Secondary dominants are especially effective for coloring harmonically important chords or creating directional momentum through a progression. A V/V (D7 in C major) pushing to the dominant G creates an arrival on G that feels earned rather than routine. Consecutive tonicizations — for example, V/vi → vi → V/ii → ii → V → I — create a chain of applied dominants that passes through the key's diatonic harmonies while adding chromatic spice at each step. These chains, sometimes called harmonic sequences, appear everywhere in common-practice music.

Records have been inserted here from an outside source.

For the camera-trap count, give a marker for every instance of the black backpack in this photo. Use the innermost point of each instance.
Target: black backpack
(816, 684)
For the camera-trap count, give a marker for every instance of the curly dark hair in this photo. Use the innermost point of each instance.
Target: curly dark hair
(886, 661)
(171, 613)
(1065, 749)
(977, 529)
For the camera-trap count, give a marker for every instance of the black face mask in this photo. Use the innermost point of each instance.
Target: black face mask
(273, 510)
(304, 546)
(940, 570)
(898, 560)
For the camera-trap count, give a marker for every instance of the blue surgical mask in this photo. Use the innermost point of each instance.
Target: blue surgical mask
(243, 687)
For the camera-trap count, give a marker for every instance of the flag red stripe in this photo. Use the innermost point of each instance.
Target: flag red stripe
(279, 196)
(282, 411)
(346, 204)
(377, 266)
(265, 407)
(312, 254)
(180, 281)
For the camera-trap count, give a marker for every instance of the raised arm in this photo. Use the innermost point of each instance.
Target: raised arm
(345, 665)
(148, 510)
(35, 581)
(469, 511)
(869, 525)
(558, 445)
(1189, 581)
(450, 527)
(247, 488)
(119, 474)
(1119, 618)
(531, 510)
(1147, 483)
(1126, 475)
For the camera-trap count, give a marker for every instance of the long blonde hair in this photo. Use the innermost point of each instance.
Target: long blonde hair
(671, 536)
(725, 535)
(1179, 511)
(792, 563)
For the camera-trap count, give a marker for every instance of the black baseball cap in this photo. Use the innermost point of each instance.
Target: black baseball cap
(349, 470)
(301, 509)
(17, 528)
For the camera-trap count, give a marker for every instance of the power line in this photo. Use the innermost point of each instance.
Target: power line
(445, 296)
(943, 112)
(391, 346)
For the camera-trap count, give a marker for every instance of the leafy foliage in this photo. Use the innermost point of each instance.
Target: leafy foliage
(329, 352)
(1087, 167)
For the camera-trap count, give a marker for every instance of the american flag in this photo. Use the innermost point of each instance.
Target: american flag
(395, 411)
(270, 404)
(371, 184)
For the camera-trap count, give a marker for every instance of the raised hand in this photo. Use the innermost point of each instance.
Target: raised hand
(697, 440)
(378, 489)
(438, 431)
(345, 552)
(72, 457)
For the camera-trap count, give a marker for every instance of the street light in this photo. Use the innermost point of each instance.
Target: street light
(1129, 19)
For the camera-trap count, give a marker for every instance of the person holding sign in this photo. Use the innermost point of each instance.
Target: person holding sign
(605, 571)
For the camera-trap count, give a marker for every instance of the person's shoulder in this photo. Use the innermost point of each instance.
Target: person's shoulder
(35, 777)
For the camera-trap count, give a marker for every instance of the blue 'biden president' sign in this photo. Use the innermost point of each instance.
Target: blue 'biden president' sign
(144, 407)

The voice-leading requirements follow directly from what you know about dominant resolution. The applied chord's leading tone (the raised pitch that points toward the root of the target chord) must resolve upward by half step. The chordal seventh, if present, resolves downward by step. Following these rules maintains the sense of functional direction that makes tonicization convincing. If you break them — if the leading tone doesn't resolve, or the seventh leaps — the chord's applied function evaporates and it sounds like a coloristic chord rather than a directional one. Both effects are usable, but you need to know which one you're creating. Functional secondary harmony is the directional kind: every applied chord is a promise, and resolution is how you keep it.